Systematic decision-making framework for evaluation of process alternatives for sustainable ammonia (NH3) production

Abstract

Ammonia (NH3) is the second highest produced chemical commodity worldwide, which commonly used in manufacturing of fertilisers, refrigerants, dyes and other chemicals. Haber Bosch process is the most established process to produce NH3 from hydrogen (H2) and nitrogen (N2). However, this process releases large amount of greenhouse gases (GHG) annually as this process consumes H2 which produces from steam methane reforming process that utilises methane (CH4) from natural gas. In addition, such process also consumes large quantity of energy to support the production of NH3. In order to enhance the sustainability of NH3 production, renewable energy (RE) such as solar can be used to replace the traditional energy system that consumes fossil fuels. Besides, production of H2 and N2 via water electrolysis and air separation technology which powered by RE can further enhance the sustainability of NH3 production. Such process is known as green NH3 production. One of the challenges of utilising RE is to have a stable supply of power. Therefore, concentrated solar power (CSP) is a good option to overcome this challenge, because it has capability of providing stable power supply.

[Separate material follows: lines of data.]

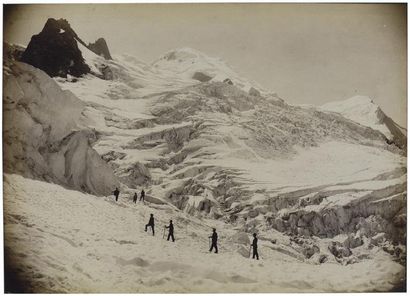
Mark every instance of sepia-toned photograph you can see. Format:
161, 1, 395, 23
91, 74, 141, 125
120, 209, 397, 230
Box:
2, 3, 408, 293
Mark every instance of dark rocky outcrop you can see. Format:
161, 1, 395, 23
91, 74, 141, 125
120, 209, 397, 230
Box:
21, 18, 90, 78
88, 38, 112, 60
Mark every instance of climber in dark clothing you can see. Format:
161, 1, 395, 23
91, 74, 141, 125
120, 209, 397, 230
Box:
165, 220, 175, 242
113, 187, 120, 201
251, 233, 259, 260
145, 214, 155, 235
209, 228, 218, 253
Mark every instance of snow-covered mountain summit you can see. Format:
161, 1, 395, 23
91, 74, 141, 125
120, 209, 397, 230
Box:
152, 47, 261, 91
321, 96, 407, 147
3, 17, 407, 292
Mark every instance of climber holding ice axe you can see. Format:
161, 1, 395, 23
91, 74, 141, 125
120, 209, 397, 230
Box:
249, 233, 259, 260
162, 220, 175, 242
209, 228, 218, 254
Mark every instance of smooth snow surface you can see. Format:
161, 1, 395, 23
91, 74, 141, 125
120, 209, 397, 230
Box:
321, 96, 392, 138
4, 175, 404, 293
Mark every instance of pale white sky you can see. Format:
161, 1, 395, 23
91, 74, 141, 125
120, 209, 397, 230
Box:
4, 4, 407, 126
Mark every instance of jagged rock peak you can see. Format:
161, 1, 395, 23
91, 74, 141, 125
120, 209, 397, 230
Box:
88, 38, 112, 60
21, 18, 90, 77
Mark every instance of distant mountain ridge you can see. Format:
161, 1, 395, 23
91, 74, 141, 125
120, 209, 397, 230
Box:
321, 96, 407, 148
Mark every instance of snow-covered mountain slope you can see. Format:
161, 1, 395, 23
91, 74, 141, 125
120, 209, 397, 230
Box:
3, 49, 119, 194
55, 55, 406, 250
321, 96, 407, 147
4, 175, 405, 293
151, 48, 261, 91
6, 17, 407, 292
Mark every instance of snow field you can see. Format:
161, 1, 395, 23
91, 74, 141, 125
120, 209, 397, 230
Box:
4, 175, 404, 293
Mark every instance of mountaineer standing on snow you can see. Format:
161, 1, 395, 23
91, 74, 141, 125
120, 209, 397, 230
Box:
251, 233, 259, 260
165, 220, 175, 242
113, 187, 120, 201
140, 189, 145, 201
209, 228, 218, 254
145, 214, 155, 235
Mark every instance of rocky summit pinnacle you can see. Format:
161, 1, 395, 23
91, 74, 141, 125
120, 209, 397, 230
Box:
22, 18, 90, 77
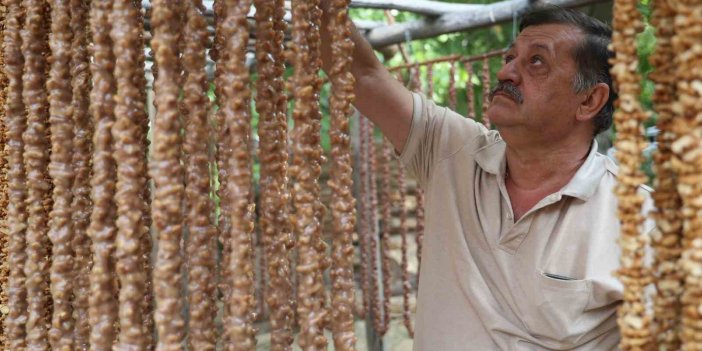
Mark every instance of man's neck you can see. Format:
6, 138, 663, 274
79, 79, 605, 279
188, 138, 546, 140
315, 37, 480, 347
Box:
505, 143, 590, 220
506, 144, 590, 190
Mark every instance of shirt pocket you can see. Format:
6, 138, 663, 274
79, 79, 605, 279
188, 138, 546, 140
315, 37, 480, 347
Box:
524, 271, 592, 349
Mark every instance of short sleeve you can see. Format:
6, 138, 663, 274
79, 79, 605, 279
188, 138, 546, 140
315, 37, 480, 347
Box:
400, 93, 488, 186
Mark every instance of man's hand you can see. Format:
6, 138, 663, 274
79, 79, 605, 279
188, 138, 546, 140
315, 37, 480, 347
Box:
320, 0, 413, 151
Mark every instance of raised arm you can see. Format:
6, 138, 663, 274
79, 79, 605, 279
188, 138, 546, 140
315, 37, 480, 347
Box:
321, 0, 413, 151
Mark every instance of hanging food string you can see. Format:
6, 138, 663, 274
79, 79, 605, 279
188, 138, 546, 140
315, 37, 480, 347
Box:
649, 1, 684, 350
70, 0, 93, 350
47, 1, 75, 349
183, 0, 217, 350
483, 56, 491, 129
22, 0, 52, 349
1, 0, 28, 350
611, 0, 652, 350
88, 1, 118, 350
254, 0, 294, 350
357, 115, 374, 318
663, 0, 702, 350
290, 1, 327, 350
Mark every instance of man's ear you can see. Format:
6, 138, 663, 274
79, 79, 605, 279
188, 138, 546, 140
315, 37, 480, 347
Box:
575, 83, 609, 122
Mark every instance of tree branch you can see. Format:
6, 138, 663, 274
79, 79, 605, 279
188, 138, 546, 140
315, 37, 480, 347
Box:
363, 0, 608, 48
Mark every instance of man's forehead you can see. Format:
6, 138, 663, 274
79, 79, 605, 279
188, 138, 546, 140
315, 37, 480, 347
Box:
509, 23, 583, 51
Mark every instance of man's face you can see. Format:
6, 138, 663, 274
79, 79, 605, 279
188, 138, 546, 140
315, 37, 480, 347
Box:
487, 24, 583, 141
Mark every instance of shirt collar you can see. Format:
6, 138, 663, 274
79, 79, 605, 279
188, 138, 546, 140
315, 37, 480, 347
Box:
475, 139, 606, 200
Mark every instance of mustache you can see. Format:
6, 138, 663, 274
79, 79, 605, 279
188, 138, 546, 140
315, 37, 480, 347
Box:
489, 80, 524, 104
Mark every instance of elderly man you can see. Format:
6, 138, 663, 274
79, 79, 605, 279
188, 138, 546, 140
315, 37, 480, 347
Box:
322, 1, 640, 351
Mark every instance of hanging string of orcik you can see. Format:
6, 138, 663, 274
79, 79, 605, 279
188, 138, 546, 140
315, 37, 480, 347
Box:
0, 0, 364, 350
612, 0, 702, 350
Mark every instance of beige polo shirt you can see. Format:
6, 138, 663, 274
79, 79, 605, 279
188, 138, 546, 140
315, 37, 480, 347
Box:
400, 94, 650, 351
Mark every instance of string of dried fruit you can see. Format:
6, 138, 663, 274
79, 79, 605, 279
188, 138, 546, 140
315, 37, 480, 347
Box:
3, 0, 27, 350
88, 0, 118, 351
150, 0, 185, 350
0, 4, 10, 349
254, 0, 294, 350
22, 0, 51, 349
132, 0, 157, 350
290, 0, 327, 350
210, 0, 233, 308
70, 0, 93, 350
357, 115, 374, 318
448, 61, 457, 111
110, 0, 149, 350
414, 67, 426, 280
671, 0, 702, 350
328, 0, 358, 350
483, 57, 491, 129
366, 123, 385, 333
464, 62, 476, 119
376, 139, 392, 335
47, 0, 74, 349
649, 1, 683, 350
220, 0, 256, 350
397, 161, 414, 338
611, 0, 652, 350
183, 0, 217, 350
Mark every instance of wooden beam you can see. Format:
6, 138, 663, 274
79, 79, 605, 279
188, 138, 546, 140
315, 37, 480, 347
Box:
350, 0, 484, 16
366, 0, 610, 48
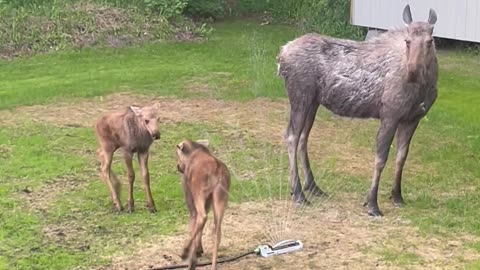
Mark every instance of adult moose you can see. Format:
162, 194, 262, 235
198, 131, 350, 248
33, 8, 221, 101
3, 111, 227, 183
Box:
277, 5, 438, 216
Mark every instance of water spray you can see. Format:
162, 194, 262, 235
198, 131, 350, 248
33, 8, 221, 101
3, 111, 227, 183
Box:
149, 240, 303, 270
255, 240, 303, 258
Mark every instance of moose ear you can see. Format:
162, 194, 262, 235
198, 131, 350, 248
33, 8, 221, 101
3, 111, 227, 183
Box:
428, 9, 437, 25
177, 142, 185, 152
403, 4, 413, 25
196, 140, 210, 147
130, 106, 142, 116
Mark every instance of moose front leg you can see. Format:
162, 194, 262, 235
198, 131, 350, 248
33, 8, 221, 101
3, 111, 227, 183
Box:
138, 152, 157, 213
391, 121, 419, 207
366, 120, 398, 216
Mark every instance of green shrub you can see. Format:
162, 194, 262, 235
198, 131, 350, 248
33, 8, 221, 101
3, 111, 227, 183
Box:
144, 0, 188, 19
185, 0, 224, 19
227, 0, 365, 39
0, 0, 210, 58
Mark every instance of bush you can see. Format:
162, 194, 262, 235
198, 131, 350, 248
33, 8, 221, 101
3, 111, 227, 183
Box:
144, 0, 188, 19
227, 0, 366, 39
185, 0, 224, 19
0, 0, 210, 58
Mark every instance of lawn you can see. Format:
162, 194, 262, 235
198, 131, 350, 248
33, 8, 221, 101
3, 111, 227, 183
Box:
0, 21, 480, 269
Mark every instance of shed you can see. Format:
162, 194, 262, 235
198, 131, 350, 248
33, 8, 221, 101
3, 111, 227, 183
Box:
350, 0, 480, 43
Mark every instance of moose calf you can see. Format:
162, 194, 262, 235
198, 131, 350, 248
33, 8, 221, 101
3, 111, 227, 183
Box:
95, 106, 160, 213
177, 140, 230, 269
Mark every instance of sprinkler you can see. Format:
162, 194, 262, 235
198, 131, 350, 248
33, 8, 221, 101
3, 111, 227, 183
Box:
149, 240, 303, 270
255, 240, 303, 258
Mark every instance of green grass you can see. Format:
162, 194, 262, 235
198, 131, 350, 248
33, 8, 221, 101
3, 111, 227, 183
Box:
0, 123, 288, 269
379, 249, 420, 266
0, 22, 294, 109
0, 21, 480, 269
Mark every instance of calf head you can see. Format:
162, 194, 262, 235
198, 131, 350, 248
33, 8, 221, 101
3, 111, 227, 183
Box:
130, 106, 160, 140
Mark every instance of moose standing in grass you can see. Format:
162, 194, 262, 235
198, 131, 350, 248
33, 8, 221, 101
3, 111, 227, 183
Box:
278, 5, 438, 216
95, 106, 160, 213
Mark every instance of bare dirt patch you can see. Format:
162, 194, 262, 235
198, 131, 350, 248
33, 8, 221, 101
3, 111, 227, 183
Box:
0, 93, 375, 177
95, 198, 480, 270
21, 168, 97, 212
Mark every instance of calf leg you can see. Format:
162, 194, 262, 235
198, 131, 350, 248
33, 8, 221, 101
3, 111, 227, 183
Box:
367, 120, 398, 216
212, 187, 228, 270
98, 148, 123, 211
187, 198, 207, 270
181, 188, 203, 260
391, 121, 419, 206
124, 151, 135, 213
138, 151, 157, 213
298, 104, 324, 196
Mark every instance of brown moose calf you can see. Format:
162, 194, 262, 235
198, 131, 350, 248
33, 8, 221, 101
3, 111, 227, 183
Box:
177, 140, 230, 270
95, 106, 160, 213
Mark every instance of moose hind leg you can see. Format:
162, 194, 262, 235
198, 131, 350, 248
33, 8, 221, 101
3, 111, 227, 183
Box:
98, 149, 123, 211
367, 120, 398, 216
298, 103, 325, 196
124, 151, 135, 213
285, 108, 309, 204
138, 151, 157, 213
390, 121, 419, 207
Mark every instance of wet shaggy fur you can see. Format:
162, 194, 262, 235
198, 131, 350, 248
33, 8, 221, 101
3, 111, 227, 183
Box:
277, 5, 438, 215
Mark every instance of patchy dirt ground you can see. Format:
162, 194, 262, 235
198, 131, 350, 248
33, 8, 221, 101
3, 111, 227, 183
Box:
99, 197, 479, 270
0, 94, 480, 269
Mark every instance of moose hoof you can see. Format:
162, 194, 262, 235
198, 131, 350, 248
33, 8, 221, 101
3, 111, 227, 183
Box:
390, 197, 405, 208
112, 204, 123, 213
368, 207, 383, 217
304, 185, 327, 197
195, 248, 203, 258
293, 194, 311, 206
147, 204, 157, 214
126, 202, 135, 213
180, 247, 190, 261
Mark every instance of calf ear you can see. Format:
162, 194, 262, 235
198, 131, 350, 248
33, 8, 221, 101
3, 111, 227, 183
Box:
428, 9, 437, 25
196, 140, 210, 147
130, 106, 142, 116
177, 142, 183, 152
403, 5, 413, 25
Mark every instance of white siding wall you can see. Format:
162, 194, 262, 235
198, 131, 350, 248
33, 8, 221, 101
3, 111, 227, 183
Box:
350, 0, 480, 42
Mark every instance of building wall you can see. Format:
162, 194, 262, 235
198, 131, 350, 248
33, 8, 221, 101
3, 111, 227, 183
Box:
350, 0, 480, 42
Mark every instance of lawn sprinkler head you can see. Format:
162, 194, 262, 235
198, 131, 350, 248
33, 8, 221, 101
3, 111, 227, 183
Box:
255, 240, 303, 258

Based on literature review and market survey, a superstructure which consists of all possible and available technologies for production of green NH3 using CSP as an energy supply is presented. Next, the advantages and disadvantages of each alternative are evaluated and summarised in a comparison table. Ranking matrices are developed to evaluate and rank the alternatives quantitatively to determine the optimum pathway for green NH3 production. Based on the analysis, a conceptual integrated green NH3 production which involves a CSP tower plant with a two-tank molten salt thermal energy storage (TES) system is determined as the optimum pathway. Such process fulfils the electricity demand of a pressure swing adsorption (PSA) air separator, polymer electrolyte membrane (PEM) and NH3 synthesis plant. The results of this work are useful for feasibility studies on the commercialisation of green NH3 production.